Pour Anne-Marie Le Pourhiet, professeur de droit public à
l’université Rennes 1 et vice-présidente de l’Association française de
droit constitutionnel, il est juridiquement problématique de parler d’un
« droit à l’avortement ».
• Propos recueillis par Nicolas Senèze, Journal La Croix – 25 juin 2022

La Croix : Comment réagissez-vous à la proposition de loi des députés Renaissance visant à inscrire dans la Constitution française le fait que « nul ne peut être privé du droit à l’interruption volontaire de grossesse » ?

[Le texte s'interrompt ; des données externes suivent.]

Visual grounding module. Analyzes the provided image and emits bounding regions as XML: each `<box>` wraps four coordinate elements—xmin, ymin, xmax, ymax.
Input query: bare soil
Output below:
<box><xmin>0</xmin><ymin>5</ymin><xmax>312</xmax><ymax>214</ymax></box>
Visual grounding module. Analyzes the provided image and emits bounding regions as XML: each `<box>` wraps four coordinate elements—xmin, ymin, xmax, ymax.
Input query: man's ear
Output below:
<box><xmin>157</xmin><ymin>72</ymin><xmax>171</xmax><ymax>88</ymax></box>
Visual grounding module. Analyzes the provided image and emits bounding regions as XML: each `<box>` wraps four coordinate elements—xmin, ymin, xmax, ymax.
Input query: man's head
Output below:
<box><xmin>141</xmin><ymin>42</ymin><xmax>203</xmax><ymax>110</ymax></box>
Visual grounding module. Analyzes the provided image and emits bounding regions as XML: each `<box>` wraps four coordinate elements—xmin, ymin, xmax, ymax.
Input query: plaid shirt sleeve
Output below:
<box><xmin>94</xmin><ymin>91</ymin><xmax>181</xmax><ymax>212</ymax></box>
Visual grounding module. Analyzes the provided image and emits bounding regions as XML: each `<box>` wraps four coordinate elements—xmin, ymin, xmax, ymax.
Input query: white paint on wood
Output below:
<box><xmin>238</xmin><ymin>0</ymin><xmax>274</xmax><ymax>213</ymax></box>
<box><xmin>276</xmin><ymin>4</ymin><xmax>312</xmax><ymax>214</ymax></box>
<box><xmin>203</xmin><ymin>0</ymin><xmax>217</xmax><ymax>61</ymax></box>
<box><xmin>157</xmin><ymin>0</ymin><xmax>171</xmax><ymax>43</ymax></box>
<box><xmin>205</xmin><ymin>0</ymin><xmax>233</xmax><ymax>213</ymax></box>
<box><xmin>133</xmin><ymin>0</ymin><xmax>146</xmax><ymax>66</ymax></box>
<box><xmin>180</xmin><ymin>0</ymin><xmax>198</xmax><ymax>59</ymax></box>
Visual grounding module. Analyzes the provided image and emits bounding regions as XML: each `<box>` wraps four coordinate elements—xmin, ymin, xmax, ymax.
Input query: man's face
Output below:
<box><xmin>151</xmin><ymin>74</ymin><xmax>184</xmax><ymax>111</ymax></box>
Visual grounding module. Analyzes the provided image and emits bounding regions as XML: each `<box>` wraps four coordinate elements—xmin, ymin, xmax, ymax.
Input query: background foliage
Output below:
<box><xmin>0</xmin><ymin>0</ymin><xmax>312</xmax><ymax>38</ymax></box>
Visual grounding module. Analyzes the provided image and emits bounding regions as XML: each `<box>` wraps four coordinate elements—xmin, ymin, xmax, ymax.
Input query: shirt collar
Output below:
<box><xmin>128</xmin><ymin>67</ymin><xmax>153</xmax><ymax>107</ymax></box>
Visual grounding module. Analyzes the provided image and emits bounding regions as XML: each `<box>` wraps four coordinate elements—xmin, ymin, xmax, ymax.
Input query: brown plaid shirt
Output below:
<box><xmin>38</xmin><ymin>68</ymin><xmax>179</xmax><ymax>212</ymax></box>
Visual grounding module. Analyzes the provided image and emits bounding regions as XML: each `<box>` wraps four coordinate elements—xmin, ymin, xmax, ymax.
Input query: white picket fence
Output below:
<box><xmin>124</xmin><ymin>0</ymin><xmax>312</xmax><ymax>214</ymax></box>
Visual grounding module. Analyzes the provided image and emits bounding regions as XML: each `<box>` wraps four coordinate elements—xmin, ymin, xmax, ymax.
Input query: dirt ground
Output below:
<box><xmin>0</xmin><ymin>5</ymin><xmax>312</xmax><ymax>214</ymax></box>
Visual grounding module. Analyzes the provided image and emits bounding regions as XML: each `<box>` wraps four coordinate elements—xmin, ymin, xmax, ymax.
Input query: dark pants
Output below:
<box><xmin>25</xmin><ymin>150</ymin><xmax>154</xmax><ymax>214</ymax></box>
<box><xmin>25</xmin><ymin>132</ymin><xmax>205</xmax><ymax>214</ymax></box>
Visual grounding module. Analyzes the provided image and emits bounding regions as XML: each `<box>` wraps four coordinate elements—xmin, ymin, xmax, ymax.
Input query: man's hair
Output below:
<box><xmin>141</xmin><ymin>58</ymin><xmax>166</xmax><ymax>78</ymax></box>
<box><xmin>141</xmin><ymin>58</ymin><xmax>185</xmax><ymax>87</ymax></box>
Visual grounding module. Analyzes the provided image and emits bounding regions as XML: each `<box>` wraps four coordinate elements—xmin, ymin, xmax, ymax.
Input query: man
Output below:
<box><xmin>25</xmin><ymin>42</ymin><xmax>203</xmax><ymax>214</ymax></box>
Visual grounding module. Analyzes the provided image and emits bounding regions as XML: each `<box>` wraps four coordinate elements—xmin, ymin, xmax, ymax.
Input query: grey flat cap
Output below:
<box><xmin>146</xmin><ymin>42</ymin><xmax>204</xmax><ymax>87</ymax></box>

Anne-Marie Le Pourhiet : Nous sommes ici face à un véritable problème de philosophie du droit : comment peut-on consacrer dans une constitution un droit qui n’existe pas au préalable ?

Voulez-vous dire qu’il n’existe pas, en France, de droit à l’avortement, contrairement à ce que tout le monde dit ?

A.-M. L. P. : Non. En France, en défendant en 1974 son projet dépénalisant l’avortement devant l’Assemblée nationale, Simone Veil avait d’ailleurs bien précisé que sa loi ne créait « aucun droit à l’avortement ».

En 2014, pourtant, l’Assemblée nationale avait « réaffirmé l’importance du droit fondamental à l’interruption volontaire de grossesse pour toutes les femmes »

A.-M. L. P. : Certes, mais il s’agissait là d’une résolution non contraignante et non pas une loi. D’ailleurs le droit à l’avortement n’existe nulle part. La Cour européenne des droits de l’homme refuse de le reconnaître explicitement, au grand dam de certaines féministes.

Reconnaître un droit à l’avortement supposerait de le relier au droit naturel, qui est l’un des fondements des droits de l’homme : cela signifierait qu’avorter relèverait de la dignité humaine. Or, l’un des premiers principes des droits de l’homme demeure le respect de la vie humaine.

On peut bien évidemment reconnaître une liberté d’avorter, mais celle-ci doit être articulée avec le droit à la vie. C’est ce que faisait la loi Veil avant d’être progressivement détricotée. Mais c’est ce que fait encore aujourd’hui la Cour constitutionnelle allemande : pour les juges de Karlsruhe, le fœtus a le droit à la même protection constitutionnelle que la mère. C’est au nom de ce principe qu’elle insiste pour que la mère continue à être dissuadée d’avorter.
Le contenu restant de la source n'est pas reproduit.